Il sursauta dans sa direction. Elle a entendu ce que j'ai déblatéré ? Elle va me trancher en deux !

— Xi m'avait dit qu'elle voulait me présenter un ami d'enfance, continua-t-elle pourtant. Vous avez l'air de bien vous entendre.

Seul un rire nerveux sortit de la gorge compressée de Loë. Il se hâta de proposer d'aller dans un salon de thé. Il allait payer la tournée, discuter avec Xi, et c'était tout : la diable impression que chaque seconde sonnait sa mort, elle était bien trop perturbante.

Phoe était bien trop perturbante.

Au bout de quelques détours dans les ruelles droites et pavées de la capitale, ils pénétrèrent une petite salle de rien. Murs de bois, sol de bois, tables et chaises de bois, comptoir de bois. Seuls les lointains « poissons frais ! », « viande fraîche ! » ou « je le prends pour trois pièces ! » de la ville perturbaient la douce atmosphère régnant ici.
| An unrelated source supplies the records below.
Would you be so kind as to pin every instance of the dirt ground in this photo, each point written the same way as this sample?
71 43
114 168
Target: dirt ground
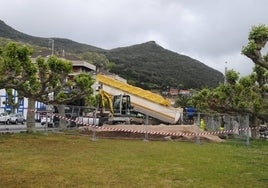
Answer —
151 132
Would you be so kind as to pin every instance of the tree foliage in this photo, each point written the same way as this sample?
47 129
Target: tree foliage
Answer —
243 95
40 79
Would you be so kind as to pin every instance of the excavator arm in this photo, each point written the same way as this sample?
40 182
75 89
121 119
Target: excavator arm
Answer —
104 95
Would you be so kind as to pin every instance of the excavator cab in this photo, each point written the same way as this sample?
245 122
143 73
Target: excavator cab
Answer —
121 105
Deux hommes étaient installés au fond, habillés de pantalons de lin et de pulls de laine. Leurs chapeaux de paille étaient négligemment posés à leurs bottes de cuir. Loë guida Xi et Phoe jusqu'à une table ronde : si la première choisit un thé vert, la seconde ne commanda rien.
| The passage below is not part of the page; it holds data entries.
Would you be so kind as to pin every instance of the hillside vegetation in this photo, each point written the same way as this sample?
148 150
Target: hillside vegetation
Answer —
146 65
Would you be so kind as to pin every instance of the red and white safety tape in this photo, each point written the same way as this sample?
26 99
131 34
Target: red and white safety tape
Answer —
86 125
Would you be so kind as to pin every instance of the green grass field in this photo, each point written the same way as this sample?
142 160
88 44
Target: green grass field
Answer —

Des économies : c'est déjà ça de pris, tenta-t-il de se rassurer.

— Tu ne m'as pas répondue, dit son amie. Tu fous quoi de ta vie ?

— Apprenti alchimiste.

Elle laissa échapper un long « oh. »

— Tu lisais pas des livres tordus pour rien, conclut-elle.

— Parle pour toi !

Les iris de la seconde jeune femme brillèrent d'un intérêt soudain : il se tut aussitôt. Mais Xi, elle, n'y fit pas attention.
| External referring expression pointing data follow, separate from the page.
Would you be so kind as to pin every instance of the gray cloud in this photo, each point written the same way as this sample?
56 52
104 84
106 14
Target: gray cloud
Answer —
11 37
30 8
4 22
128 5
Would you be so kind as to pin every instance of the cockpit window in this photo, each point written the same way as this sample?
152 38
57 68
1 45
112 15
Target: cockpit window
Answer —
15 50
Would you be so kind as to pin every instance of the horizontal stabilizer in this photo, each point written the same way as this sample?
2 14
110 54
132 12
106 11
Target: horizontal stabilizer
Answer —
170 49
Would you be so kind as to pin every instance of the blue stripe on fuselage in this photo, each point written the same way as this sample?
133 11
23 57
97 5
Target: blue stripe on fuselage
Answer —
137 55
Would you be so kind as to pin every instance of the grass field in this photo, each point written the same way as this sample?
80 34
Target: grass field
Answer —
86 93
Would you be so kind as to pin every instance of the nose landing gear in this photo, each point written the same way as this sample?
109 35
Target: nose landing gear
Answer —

— Oui, oui, bailla-t-elle. Chacun ses loisirs, tu sais.

— Quel domaine de l'alchimie étudiez-vous ? questionna alors Phoe.

Il vérifia qu'elle ne posait pas sa main sur une quelconque épée. Une quelconque épée. Non, aucune d'elles n'était armée. Pourquoi porter leurs cottes de mailles, alors ? Pour se muscler en continu ?

Pour sûr, au vu de l'école que c'est.

— Médecine.

— Je trouve que cela est un bon choix, approuva-t-elle.

— Oh, le gars va concocter des potions de régénération ? railla Xi.

— Ce n'est pas une mauvaise chose, fit remarquer Phoe.

— Je doute qu'il en soit capable. Personne n'y est arrivé. Et puis, il n'a pas une tronche à faire de la recherche.

— Je trouve que si, intervint-elle de nouveau.

Elle me complimente, ou elle me menace ? Toujours est-il que Xi est étrange aussi. Usuellement, elle se comportait de façon railleuse, désagréable, ou bien trop franche. Loë en arrivait à se demander si elle savait ce qu'était le respect, envers les personnes de sa génération.

Mais elle épargnait Phoe.

Alors, le jeune homme les observa ; et il n'eut pas besoin de les scruter en détails pour déceler quelques maladresses ou insécurités, chez son amie d'enfance. Cela se voyait comme un pif au milieu de la figure : elle avait peur.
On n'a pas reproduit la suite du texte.